Not only doing these hands-on skills here today in real time but then making decisions about which patients have to go to a local hospital vs. what patients go to a trauma center, or which patients need to go to a pediatric trauma center. So, it’s not just the skills that they’re performing, it’s those critical thinking moments that are really valuable in training episodes like this,” Dudley continued.

The training exercise also included use of Health First’s “Trauma HAL” simulated patient.
Purchased with a grant from the Health First Foundation, “Trauma HAL” is specifically engineered to meet the training needs of first responders, EMS, and in-hospital emergency teams.
Trauma HAL helps teams engage in true-to-life training exercises to improve emergency preparedness, response, and patient care.
It is a technologically advanced patient simulator that has true-to-life anatomy and physiology and can simulate everything from strokes to gunshot wounds.

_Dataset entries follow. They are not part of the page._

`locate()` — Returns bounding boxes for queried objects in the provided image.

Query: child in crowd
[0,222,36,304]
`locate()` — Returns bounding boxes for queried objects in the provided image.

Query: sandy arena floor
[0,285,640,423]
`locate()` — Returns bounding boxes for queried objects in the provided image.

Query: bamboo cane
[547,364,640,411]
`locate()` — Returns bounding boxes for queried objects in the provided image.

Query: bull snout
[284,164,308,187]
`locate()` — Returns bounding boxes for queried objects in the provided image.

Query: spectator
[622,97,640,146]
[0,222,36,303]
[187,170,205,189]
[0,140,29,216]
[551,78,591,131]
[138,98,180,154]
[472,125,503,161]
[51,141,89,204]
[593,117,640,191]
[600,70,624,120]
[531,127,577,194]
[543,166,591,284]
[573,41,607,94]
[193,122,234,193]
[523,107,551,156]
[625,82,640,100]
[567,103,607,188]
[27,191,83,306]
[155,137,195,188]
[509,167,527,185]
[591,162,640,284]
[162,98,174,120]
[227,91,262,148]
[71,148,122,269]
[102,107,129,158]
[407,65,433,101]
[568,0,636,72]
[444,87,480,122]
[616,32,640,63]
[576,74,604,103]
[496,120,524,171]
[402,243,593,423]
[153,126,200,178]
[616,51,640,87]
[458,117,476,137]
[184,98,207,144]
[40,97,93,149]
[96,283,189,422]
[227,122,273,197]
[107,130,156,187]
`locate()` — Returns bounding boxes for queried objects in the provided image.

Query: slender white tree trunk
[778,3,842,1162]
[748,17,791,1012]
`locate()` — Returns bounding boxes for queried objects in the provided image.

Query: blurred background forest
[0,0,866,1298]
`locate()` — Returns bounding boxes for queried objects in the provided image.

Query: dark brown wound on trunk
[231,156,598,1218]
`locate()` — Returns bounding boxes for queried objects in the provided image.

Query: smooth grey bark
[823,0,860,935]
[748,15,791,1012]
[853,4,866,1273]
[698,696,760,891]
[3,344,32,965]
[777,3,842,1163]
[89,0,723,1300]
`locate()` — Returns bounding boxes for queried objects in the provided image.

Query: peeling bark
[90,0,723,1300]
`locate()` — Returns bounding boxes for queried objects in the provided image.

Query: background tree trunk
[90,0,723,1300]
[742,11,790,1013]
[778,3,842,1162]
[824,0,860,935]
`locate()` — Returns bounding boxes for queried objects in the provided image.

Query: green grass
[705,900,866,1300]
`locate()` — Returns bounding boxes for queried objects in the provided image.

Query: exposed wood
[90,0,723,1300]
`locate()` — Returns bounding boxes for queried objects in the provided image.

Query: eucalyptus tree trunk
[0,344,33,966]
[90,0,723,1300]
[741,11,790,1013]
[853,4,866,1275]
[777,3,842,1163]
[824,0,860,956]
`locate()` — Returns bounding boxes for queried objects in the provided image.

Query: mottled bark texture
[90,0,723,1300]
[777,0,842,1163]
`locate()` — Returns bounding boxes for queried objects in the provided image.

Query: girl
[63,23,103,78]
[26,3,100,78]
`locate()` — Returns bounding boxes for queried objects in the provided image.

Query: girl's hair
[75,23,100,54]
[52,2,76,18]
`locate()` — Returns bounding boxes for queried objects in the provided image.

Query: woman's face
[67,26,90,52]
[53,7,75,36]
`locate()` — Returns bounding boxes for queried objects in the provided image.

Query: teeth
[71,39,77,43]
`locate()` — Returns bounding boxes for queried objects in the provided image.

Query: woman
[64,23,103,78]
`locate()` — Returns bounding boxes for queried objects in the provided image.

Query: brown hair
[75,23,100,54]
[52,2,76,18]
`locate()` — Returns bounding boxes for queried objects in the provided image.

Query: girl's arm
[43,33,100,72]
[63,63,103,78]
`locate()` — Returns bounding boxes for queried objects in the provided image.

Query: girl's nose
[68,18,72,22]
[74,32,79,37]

A tablet-based system allows different scenarios to be programmed and controlled on the scene and provides event recording and can export performance reports for debriefing.

In addition, EMS and trauma care clinicians will review protocols and provide performance feedback to participants at the conclusion of the re-enactment geared toward the continual improvement of emergency response, pre-hospital intervention and trauma care in Brevard County.